Should Wealthy Elites Pay Reparations to White Slaves?

Slavery is the ownership of one person by another. It is not a matter of race. Since well before 1500 BC, slavery has infected every society, nationality, race and religion. It has impacted white and black people and people of all colors in between. Most of it has been interracial – a society enslaving its own.  

  Slavery is a business, still is most prevalent in Africa. Middle East Muslims invaded Africa for slaves and according to Muslim records, millions of Africans were enslaved in the name of jihad (fighting in the cause of Allah). 

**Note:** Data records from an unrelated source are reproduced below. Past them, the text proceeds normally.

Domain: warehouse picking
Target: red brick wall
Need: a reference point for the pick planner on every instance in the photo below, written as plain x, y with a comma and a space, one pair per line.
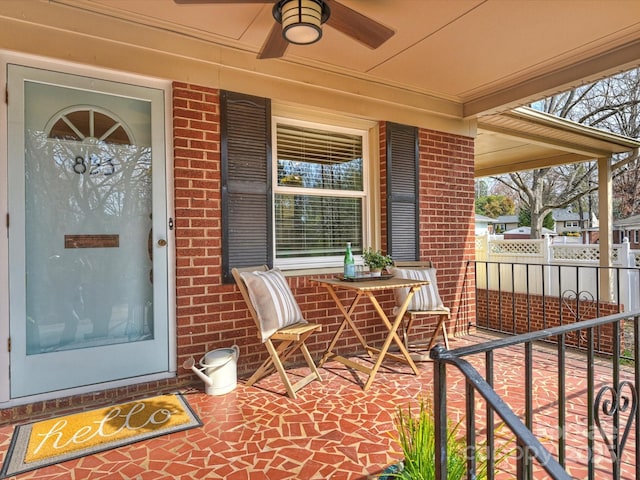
213, 315
447, 220
521, 313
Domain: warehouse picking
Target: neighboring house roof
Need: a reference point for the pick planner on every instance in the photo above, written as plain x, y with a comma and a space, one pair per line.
507, 219
485, 219
632, 222
527, 231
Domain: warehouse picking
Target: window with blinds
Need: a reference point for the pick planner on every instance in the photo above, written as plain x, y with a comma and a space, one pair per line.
319, 194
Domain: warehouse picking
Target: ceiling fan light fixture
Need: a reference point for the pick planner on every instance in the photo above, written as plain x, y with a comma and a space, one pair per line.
301, 19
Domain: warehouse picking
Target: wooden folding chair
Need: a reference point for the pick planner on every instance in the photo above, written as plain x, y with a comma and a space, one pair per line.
443, 314
281, 344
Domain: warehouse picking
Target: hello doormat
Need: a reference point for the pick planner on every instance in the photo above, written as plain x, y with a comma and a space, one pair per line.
56, 440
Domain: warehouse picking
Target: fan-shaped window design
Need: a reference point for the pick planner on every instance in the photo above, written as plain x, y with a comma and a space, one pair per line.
81, 123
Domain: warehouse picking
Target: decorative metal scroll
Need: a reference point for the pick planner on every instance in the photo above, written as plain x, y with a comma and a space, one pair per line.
611, 408
571, 298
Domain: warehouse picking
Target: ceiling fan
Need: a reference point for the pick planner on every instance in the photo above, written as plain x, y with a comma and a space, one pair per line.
299, 22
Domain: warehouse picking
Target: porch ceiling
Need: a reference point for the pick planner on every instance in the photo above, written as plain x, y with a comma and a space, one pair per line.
524, 139
463, 59
480, 55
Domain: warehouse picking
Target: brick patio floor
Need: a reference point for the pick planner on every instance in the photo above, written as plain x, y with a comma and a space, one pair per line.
334, 430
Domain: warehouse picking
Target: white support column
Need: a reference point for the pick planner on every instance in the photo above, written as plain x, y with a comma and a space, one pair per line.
605, 213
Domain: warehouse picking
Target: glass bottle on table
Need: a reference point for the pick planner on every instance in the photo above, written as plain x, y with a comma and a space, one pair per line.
349, 263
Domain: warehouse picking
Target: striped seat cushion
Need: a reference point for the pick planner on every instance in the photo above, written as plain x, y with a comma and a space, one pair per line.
427, 298
273, 301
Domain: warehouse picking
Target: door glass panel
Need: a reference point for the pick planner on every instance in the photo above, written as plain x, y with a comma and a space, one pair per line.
88, 229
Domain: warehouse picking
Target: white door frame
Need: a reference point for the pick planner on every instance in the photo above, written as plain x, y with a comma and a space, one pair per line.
164, 129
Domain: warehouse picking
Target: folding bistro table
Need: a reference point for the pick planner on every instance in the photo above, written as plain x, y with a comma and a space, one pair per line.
369, 287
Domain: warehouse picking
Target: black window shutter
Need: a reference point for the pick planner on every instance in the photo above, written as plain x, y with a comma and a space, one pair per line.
402, 192
246, 182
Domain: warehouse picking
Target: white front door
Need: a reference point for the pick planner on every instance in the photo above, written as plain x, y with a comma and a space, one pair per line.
88, 232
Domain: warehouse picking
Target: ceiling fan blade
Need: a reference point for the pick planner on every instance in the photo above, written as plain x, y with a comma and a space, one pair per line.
187, 2
358, 26
275, 45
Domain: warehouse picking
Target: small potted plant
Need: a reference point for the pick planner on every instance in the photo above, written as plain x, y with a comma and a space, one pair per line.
376, 261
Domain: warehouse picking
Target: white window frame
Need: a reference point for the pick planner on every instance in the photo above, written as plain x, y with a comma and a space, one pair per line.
370, 201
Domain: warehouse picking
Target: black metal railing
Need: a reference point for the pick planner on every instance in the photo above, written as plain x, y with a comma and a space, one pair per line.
607, 398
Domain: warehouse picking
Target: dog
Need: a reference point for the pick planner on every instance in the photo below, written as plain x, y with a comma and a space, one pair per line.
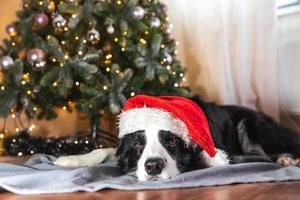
152, 145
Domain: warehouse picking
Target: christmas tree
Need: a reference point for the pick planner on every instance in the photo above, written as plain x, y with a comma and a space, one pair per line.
91, 53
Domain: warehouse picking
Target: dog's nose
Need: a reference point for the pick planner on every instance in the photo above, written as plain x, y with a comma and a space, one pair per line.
154, 166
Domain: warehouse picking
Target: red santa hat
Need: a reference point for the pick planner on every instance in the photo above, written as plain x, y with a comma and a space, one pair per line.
176, 114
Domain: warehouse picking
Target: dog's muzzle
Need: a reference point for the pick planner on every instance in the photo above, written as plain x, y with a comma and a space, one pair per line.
154, 166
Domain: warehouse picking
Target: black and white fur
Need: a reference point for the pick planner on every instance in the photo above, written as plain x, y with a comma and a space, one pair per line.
154, 152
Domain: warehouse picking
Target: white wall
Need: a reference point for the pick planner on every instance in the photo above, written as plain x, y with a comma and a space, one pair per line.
289, 62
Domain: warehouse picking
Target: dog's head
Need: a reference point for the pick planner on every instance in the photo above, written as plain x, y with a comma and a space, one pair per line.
156, 154
152, 145
164, 138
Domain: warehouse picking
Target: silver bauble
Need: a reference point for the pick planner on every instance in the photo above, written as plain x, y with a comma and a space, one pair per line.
169, 29
93, 36
138, 12
6, 62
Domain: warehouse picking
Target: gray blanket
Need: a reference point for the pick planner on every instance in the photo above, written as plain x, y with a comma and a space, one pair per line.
39, 175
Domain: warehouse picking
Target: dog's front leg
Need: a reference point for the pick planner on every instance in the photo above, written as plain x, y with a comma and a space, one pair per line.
89, 159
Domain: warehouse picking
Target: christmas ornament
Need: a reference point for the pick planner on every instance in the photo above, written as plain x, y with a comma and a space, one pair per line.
168, 58
59, 23
93, 36
3, 135
26, 3
41, 20
11, 30
138, 12
181, 115
51, 6
36, 58
36, 89
155, 22
169, 29
110, 29
6, 62
164, 8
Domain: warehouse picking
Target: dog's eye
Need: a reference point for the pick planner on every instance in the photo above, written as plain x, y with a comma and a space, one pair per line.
173, 141
138, 145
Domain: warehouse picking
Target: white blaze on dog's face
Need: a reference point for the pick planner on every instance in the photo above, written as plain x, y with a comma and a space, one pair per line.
155, 155
152, 144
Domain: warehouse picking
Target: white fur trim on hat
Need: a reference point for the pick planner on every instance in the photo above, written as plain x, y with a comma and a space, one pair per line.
220, 159
146, 118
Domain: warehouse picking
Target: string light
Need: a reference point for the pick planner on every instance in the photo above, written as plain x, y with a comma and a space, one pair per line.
31, 127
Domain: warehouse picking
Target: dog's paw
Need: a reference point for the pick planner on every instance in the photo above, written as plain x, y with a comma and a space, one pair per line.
286, 160
69, 161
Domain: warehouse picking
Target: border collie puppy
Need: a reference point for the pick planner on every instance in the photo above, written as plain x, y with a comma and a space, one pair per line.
161, 137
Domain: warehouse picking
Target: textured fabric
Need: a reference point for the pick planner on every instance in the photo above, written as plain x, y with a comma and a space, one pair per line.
229, 48
39, 176
185, 110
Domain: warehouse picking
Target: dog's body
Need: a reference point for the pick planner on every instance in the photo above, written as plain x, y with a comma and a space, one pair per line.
239, 134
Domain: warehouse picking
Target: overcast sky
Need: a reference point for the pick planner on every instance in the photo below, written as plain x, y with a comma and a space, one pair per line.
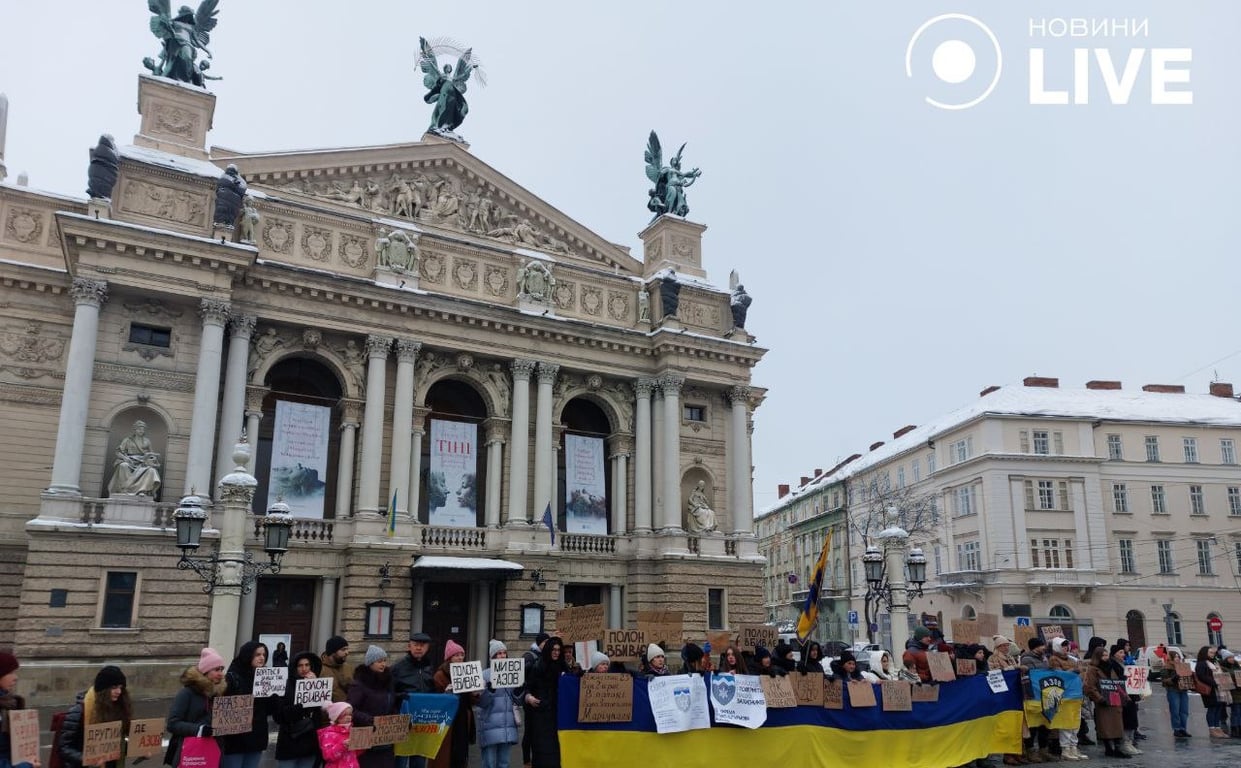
900, 257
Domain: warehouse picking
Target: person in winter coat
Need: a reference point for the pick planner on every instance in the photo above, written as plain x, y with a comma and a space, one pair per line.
542, 692
190, 714
370, 694
246, 750
497, 723
334, 738
107, 700
297, 745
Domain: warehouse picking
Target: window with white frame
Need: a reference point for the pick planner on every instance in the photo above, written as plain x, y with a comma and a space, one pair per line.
1158, 500
1128, 565
1196, 501
1120, 498
1163, 549
1204, 557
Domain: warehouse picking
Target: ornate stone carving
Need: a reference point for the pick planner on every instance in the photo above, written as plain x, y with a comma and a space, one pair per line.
24, 225
278, 236
315, 242
88, 292
147, 199
353, 251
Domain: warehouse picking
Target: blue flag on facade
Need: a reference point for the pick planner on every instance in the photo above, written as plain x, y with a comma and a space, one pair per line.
550, 524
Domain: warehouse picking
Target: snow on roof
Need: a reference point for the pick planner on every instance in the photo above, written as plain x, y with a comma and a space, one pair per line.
1044, 402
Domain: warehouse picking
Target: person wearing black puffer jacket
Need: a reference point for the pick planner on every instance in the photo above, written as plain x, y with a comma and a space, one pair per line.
297, 743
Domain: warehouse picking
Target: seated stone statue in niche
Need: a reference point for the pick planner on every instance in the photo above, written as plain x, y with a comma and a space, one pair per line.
135, 472
701, 515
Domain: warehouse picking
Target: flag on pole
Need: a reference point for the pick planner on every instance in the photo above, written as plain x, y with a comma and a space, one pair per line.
392, 515
810, 608
550, 524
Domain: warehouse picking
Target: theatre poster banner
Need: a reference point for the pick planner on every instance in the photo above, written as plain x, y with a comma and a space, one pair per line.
452, 483
299, 458
586, 504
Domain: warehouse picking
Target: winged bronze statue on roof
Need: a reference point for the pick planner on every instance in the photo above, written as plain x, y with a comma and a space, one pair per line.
183, 36
670, 181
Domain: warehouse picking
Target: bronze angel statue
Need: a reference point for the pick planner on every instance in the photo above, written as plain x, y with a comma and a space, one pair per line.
183, 36
670, 181
447, 88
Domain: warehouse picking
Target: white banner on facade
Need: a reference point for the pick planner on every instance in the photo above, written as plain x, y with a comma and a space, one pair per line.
299, 458
452, 482
586, 500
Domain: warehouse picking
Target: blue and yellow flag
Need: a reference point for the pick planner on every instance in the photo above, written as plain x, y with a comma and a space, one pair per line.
809, 617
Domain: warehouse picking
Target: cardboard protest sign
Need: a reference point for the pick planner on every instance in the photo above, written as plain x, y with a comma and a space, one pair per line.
927, 694
145, 737
897, 696
22, 735
608, 699
101, 743
753, 635
508, 673
390, 728
662, 625
861, 694
833, 695
808, 687
271, 680
941, 666
624, 644
778, 692
315, 692
964, 632
467, 676
233, 714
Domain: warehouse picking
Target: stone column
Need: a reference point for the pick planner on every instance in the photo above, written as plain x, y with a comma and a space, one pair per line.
739, 453
372, 423
542, 439
206, 395
233, 408
402, 413
349, 421
672, 387
642, 455
494, 428
519, 443
88, 297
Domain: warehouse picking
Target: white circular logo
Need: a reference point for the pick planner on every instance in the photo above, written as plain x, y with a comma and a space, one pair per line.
954, 60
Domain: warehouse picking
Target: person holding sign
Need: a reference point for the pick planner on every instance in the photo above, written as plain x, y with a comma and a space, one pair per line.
295, 742
494, 715
9, 701
107, 700
246, 750
190, 714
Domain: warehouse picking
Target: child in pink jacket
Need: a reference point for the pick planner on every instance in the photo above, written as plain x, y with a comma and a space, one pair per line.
334, 738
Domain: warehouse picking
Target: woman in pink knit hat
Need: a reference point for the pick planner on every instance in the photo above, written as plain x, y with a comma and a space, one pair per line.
454, 752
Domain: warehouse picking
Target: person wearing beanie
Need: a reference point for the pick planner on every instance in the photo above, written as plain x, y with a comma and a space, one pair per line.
333, 660
107, 700
297, 745
190, 714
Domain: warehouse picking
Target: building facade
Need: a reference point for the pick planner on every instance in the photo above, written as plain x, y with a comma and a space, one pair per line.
426, 361
1101, 510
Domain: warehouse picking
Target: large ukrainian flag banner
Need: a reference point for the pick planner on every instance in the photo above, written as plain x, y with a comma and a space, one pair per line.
968, 722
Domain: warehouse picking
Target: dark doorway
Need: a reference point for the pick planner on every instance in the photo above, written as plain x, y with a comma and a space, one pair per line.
286, 606
446, 614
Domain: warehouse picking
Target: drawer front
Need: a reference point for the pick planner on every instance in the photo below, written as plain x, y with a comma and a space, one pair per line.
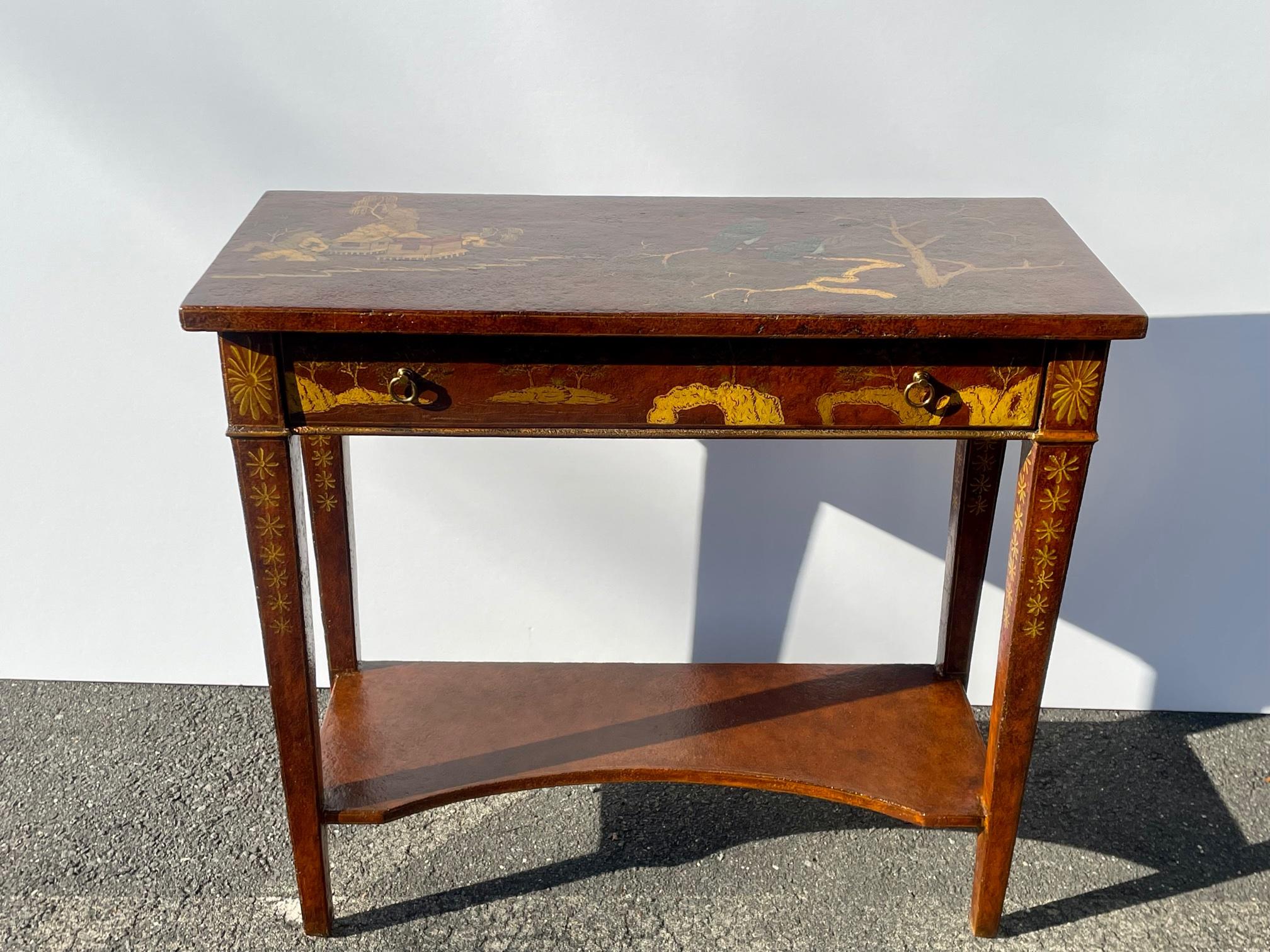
467, 382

    Victorious tribes captured Africans from competing tribes and used them to increase the size of their tribes, generating more wealth. Winning tribes exported captured slaves for a handsome profit overseas. As the trade grew, tribes focused more on capturing slaves. 

    Then there were the pirates along the Barbary Coast in north Africa. They raided ships in the Mediterranean and Atlantic and invaded towns on the shores kidnapping white men, women and children. Consequently, countries like France, England, and Spain lost thousands of ships while long stretches of the Spanish and Italian coasts were left empty of people. Across the Mediterranean, thousands of white Christian slaves were taken and sold as slaves.

    From 1530 until the Revolutionary War Muslim pirates of the Barbary Coast sold over one million white European Christians to toil in quarries and construction. About 8,500 new slaves were needed annually to replenish numbers. In fact, from 1500 to 1650, when trans-Atlantic slaving was still young, more white Christian slaves were taken to Barbary than black African slaves to the Americas. No one who sailed the Mediterranean Sea or lived along its coastline was safe from enslavement.

It took the United States 80 years to officially abolish black slavery and another 100 years to enact civil rights legislation. In the Civil War, over 500,000 white soldiers lost their lives in the cause to free slaves. But the transformation was made.

Today blacks comprise 13 percent of the American population and 13 percent of them graduate from college. Over 20 government programs help black entrepreneurs. Many, though, still don’t succeed because ironically, they live in cities ironically controlled by other blacks.

  It is quite different in Africa. The number of slaves today ranges from around 21 million to 46 million, most of which are harbored in Africa. The International Labor Organization estimates 25 million people are in forced labor; 5 million in forced sexual exploitation; 4 million in forced labor imposed by state governments; and over 15 million in forced marriages.

    Muslim groups are still profiting from the slave trade all throughout Africa. Further, modern slavery is often a by-product of class division. The wealthy elite practice slavery. Further in Africa, race is obviously not the cause of slavery. Rather it is a matter of kinship and traces back generations to families that could never escape poverty.

So should wealthy African elites pay reparations to the ancestors of African-held slaves, both black and white?